ABOVE: Mannyelanong Cliffs, about 30km south-west of Gaborone.
RIGHT: Robyn with Otse Peak behind.
BELOW: Alan on route up a river trying to get to Otse Peak - we failed.
LEFT (2): Hills near Thamaga.
ABOVE, RIGHT & FAR RIGHT: Various scenes from walks on day-trips out of Gaborone, the one to the far right obviously being after the wet season.
The photos are all thanks to my cousin Helen Cox, partly as they picture us and partly because on this particular day I carefully took my long lens and left the camera body at home!
LEFT: View-point on the way to Kanye.
RIGHT: Kanye Gorge.
BELOW LEFT: The locals struggling as much with the guide book's directions as we were. There seemed to be two gorges in Kanye, but when the directions say turn left to the south & south is clearly to the right, what does one do? We ended up clambering through someone's back-yard and taking an unexpected tour of the back roads of Kanye.
RIGHT: A common site all over Botswana - boys playing football.

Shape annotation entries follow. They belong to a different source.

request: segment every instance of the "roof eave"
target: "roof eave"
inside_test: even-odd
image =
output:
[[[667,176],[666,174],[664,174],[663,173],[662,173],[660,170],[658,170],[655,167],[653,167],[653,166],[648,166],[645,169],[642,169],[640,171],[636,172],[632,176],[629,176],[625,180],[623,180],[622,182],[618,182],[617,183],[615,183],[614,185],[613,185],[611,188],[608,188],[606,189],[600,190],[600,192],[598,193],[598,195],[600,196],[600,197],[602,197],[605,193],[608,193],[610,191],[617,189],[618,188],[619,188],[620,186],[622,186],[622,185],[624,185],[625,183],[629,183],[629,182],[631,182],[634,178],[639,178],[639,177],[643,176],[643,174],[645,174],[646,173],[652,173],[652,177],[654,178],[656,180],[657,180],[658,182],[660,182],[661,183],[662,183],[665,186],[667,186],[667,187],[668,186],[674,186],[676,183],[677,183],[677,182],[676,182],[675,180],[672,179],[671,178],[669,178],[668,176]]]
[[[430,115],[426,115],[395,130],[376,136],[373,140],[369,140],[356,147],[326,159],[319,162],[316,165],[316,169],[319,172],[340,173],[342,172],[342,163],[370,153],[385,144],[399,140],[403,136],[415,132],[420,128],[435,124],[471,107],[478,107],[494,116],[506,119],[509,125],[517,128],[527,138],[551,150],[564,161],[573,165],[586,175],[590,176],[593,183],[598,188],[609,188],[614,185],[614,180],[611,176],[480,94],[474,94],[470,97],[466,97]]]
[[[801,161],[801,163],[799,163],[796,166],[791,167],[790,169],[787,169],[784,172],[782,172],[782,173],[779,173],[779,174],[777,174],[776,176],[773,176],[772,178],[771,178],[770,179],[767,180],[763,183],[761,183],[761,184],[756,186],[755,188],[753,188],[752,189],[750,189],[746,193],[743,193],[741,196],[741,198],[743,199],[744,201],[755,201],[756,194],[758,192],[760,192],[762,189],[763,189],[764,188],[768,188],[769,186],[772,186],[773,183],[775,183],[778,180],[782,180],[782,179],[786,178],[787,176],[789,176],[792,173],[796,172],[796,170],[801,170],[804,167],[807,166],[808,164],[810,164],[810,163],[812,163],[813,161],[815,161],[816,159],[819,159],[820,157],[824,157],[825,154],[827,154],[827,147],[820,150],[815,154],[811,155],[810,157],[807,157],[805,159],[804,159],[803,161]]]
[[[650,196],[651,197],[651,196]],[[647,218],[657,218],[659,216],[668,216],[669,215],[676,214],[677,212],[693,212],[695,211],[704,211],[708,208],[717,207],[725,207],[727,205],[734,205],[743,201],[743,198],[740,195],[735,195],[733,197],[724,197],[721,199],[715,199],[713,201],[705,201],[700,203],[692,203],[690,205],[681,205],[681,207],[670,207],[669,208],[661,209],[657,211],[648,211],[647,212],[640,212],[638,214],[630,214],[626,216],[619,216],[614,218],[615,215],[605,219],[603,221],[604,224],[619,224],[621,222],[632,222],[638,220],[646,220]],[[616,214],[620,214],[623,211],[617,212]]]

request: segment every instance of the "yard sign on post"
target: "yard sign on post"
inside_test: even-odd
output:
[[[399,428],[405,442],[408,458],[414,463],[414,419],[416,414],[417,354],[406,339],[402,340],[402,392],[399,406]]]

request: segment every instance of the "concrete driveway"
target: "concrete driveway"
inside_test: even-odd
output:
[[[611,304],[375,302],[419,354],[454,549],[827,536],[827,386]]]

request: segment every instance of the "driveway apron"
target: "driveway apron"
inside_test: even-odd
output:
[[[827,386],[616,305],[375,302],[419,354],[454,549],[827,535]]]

BELOW: Matsieng Footprints. The rocks around these deep, all-year, pools are carved with the footprints of a giant, people and various animals. They were made by San people probably less than 2,000 years ago, but the Tswana 'believe' (they didn't look much like they did!) that they were made by the giant Matsieng who led his people - the Tswana - to Botswana, from out of the ground, followed by herds of animals.
ABOVE: Bokaa Dam, the back-up Dam to the Gaborone Dam, about 30km north of the city. This was taken before the wet season - after which these donkeys would have been swimming. The pink haze on the water is flamingos.